The theme for this year is ‘Knowing the Risks’. The aim is to get people thinking about alcohol – how it affects individuals, families, communities and society as a whole. An estimated 7.5 million people are unaware of the damage their drinking could be causing. Alcohol related harm costs England around £21bn per year, with £3.5bn to the NHS, £11bn tackling alcohol-related crime and £7.3bn from lost work days and productivity costs**

Despite this, more than 9 million people in England drink more than the recommended daily limits. To keep health risks from drinking alcohol to a low level people are advised to regularly drink no more than 14 units per week – 14 units is equivalent to a bottle and a half of wine or five pints of export-type lager (5% abv) over the course of a week – this applies to both men and women.

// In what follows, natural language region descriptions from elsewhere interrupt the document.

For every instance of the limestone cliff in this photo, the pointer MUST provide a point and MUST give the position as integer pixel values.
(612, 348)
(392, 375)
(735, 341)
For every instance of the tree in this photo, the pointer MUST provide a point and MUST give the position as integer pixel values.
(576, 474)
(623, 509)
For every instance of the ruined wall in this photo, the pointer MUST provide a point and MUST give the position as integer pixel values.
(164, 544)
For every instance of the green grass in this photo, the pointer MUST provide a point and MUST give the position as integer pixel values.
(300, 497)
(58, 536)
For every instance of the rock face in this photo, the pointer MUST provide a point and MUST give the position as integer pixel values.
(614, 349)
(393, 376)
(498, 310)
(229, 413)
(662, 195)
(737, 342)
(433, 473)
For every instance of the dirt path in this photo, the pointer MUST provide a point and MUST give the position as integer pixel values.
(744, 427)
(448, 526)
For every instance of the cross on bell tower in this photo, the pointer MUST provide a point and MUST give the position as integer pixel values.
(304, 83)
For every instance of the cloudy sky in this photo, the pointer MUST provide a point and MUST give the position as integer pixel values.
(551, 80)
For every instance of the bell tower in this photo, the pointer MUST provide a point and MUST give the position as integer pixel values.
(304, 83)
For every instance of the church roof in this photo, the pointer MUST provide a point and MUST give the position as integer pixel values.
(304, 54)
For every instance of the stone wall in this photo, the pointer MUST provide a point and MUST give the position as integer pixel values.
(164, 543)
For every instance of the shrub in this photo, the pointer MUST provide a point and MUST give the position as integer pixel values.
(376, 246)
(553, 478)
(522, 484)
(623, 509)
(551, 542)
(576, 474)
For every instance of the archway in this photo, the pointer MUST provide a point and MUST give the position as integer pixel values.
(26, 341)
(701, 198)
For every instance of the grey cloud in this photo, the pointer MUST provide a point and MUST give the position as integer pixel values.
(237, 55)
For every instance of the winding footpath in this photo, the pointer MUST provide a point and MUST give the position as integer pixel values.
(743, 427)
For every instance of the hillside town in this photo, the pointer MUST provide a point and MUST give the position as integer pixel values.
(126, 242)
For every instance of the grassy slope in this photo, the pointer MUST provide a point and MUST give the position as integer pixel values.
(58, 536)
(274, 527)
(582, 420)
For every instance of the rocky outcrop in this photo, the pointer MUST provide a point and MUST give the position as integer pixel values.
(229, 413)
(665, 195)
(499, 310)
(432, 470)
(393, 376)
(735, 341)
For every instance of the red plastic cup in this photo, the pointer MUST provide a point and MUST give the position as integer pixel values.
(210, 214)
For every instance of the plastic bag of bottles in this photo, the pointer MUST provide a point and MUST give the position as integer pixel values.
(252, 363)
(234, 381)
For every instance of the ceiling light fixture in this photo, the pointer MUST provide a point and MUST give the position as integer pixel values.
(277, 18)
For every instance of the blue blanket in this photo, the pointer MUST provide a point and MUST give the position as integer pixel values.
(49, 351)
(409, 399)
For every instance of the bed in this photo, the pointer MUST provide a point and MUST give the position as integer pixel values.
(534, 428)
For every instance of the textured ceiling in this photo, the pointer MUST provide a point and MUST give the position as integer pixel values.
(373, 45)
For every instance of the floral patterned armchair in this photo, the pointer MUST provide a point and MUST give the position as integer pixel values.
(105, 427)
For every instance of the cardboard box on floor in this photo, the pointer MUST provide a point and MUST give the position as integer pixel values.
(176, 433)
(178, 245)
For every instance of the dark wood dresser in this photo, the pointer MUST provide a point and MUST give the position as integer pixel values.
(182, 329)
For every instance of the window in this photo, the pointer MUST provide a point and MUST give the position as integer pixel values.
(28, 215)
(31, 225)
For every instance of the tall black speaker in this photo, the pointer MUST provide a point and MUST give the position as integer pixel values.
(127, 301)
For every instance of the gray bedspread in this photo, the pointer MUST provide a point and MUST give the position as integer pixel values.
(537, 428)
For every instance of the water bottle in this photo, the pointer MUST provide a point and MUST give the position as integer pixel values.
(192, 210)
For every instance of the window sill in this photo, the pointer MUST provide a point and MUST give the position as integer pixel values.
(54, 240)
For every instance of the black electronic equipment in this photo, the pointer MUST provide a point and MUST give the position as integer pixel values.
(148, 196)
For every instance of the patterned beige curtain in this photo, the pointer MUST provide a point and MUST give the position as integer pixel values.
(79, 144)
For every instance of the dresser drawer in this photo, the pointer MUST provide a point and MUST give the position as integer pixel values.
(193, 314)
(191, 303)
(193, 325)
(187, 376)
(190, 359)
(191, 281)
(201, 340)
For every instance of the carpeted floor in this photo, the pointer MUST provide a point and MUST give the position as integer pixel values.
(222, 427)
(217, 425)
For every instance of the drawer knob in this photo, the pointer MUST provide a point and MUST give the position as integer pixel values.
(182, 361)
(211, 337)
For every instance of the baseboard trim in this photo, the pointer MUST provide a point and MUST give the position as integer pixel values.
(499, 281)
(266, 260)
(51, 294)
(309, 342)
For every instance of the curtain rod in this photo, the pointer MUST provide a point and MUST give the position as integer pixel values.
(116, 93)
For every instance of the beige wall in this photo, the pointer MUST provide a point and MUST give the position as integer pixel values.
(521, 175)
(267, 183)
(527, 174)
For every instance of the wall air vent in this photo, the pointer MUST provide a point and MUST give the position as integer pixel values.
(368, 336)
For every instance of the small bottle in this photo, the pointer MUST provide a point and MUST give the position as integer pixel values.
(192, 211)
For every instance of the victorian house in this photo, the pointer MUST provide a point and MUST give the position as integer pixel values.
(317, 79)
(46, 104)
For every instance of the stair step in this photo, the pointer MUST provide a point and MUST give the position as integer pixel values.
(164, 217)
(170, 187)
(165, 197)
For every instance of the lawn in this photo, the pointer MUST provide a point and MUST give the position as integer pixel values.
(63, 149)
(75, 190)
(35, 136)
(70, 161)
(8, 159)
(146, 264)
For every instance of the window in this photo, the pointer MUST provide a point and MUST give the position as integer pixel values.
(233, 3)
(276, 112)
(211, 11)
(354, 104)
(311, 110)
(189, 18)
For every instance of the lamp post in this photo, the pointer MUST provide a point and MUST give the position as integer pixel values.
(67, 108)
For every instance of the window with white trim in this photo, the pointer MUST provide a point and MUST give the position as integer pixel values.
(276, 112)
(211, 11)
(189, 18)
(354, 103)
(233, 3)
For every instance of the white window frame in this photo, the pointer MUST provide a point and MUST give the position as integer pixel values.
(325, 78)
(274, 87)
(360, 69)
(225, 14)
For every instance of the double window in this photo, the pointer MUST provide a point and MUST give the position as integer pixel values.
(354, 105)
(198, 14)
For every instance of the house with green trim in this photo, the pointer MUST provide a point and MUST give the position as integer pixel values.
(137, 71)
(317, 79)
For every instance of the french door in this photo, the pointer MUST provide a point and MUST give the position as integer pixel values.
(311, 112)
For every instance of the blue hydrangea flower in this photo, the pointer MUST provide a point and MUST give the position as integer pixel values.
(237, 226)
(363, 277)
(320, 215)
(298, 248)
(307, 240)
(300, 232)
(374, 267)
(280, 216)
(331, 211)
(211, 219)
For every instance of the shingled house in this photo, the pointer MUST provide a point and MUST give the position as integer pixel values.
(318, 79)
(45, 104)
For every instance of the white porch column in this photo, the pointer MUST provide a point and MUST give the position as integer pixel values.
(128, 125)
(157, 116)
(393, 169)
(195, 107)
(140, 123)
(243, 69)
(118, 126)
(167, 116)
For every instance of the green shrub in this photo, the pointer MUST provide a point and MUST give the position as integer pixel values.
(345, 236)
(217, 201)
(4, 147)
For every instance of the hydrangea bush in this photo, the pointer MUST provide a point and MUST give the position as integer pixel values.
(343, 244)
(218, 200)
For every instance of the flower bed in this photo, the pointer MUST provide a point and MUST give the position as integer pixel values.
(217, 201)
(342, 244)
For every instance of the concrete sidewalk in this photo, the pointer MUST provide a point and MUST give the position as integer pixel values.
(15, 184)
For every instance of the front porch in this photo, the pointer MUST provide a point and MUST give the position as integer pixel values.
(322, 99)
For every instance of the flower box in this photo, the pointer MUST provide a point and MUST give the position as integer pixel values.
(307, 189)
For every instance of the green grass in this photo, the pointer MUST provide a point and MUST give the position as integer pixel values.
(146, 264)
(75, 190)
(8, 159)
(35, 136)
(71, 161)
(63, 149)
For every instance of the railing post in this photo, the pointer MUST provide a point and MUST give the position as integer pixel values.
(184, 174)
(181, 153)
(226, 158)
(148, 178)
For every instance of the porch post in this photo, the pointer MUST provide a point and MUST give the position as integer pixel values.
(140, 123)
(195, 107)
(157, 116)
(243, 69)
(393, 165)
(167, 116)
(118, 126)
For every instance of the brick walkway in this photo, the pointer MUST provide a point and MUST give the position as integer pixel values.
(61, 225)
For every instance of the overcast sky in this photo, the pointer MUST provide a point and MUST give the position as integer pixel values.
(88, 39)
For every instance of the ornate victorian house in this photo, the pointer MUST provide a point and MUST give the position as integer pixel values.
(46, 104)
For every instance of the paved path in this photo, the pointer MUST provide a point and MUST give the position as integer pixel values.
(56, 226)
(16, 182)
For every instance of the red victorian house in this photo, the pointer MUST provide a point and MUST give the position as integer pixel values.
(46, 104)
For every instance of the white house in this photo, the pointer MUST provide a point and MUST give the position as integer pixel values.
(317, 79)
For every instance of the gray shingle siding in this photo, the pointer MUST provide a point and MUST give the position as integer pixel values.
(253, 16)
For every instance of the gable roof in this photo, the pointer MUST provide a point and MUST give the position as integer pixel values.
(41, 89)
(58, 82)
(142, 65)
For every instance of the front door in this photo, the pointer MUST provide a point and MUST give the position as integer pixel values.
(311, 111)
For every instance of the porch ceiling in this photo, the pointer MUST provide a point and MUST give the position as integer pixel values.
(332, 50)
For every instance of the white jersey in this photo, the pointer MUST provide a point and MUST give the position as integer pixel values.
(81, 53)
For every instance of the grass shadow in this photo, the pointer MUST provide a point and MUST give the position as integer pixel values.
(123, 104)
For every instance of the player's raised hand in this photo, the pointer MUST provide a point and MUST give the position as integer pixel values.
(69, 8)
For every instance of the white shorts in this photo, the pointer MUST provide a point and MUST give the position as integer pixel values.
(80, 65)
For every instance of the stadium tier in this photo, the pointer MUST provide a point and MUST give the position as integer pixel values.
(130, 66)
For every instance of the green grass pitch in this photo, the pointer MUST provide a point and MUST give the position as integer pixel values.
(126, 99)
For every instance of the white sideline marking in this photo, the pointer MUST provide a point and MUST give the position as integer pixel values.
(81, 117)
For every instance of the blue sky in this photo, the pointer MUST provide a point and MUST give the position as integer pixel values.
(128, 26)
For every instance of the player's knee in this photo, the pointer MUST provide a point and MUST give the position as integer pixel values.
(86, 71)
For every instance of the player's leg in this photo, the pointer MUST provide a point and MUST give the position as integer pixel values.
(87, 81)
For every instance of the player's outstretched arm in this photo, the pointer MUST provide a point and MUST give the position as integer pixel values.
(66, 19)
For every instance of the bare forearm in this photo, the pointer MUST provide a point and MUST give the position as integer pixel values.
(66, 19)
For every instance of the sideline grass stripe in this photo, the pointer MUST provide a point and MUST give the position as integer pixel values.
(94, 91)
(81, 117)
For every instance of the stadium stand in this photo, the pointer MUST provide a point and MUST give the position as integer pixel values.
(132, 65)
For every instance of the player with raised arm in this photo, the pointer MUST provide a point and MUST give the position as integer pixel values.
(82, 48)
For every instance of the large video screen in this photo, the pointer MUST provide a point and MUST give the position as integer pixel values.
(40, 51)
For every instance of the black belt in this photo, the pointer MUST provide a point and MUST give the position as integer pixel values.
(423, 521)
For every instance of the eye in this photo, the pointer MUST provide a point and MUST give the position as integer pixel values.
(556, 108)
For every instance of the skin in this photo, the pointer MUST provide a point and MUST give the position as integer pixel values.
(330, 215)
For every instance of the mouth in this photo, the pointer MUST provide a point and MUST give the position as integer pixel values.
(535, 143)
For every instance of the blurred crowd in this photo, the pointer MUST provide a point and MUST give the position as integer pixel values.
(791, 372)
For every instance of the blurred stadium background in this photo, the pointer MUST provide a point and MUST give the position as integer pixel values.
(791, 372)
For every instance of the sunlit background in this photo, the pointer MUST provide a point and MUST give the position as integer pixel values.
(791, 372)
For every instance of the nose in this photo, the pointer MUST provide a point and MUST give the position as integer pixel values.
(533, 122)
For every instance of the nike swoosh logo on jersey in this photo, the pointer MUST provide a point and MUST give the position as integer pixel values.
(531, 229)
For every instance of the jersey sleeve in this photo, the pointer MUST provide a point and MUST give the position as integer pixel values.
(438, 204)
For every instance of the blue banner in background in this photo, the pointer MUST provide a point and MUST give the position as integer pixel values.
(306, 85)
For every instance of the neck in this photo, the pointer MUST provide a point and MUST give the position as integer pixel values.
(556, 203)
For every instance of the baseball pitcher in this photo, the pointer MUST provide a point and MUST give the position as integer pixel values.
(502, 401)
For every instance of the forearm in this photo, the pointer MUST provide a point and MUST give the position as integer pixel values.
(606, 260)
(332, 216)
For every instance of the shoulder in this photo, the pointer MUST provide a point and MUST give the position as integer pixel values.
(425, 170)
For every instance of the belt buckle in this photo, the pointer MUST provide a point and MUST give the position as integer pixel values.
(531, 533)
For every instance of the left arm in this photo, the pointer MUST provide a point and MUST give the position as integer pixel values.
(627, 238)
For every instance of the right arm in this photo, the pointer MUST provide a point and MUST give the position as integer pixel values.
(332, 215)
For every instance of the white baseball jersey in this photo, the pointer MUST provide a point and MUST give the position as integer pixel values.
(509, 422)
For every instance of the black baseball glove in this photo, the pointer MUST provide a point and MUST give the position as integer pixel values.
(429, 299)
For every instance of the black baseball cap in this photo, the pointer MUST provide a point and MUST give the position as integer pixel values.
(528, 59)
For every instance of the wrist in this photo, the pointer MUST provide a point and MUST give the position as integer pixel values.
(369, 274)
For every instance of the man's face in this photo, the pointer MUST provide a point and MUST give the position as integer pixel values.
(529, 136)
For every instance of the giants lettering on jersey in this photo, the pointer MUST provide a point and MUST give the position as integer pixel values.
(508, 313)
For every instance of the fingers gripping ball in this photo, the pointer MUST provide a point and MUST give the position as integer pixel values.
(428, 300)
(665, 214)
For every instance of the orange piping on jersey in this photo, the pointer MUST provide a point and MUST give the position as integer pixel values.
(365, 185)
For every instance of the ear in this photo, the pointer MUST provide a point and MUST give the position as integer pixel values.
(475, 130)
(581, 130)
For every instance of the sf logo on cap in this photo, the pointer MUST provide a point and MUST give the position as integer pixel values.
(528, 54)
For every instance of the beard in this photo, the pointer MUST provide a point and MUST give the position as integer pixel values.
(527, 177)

Dr Nicola Smith, Chair of NHS Milton Keynes CCG, said: “Alcohol is linked to over 60 medical conditions and harm from alcohol goes much further than the liver. It can cause high blood pressure and is also linked to diabetes, depression and cancer. Drinking alcohol above recommended levels can have a damaging impact upon almost every part of the body and it’s important that people understand the consequences drinking at unsafe levels can have on their health.

“Drinking more than the recommended limit is a habit that is easy to fall into – especially in the build up to, and during, the festive period – but drinking just a little too much alcohol puts people at greater risk of developing serious alcohol-related illnesses. This is why we’re encouraging everyone to use Alcohol Awareness Week as a time to think carefully about their relationship with alcohol and resolve to drink sensibly.”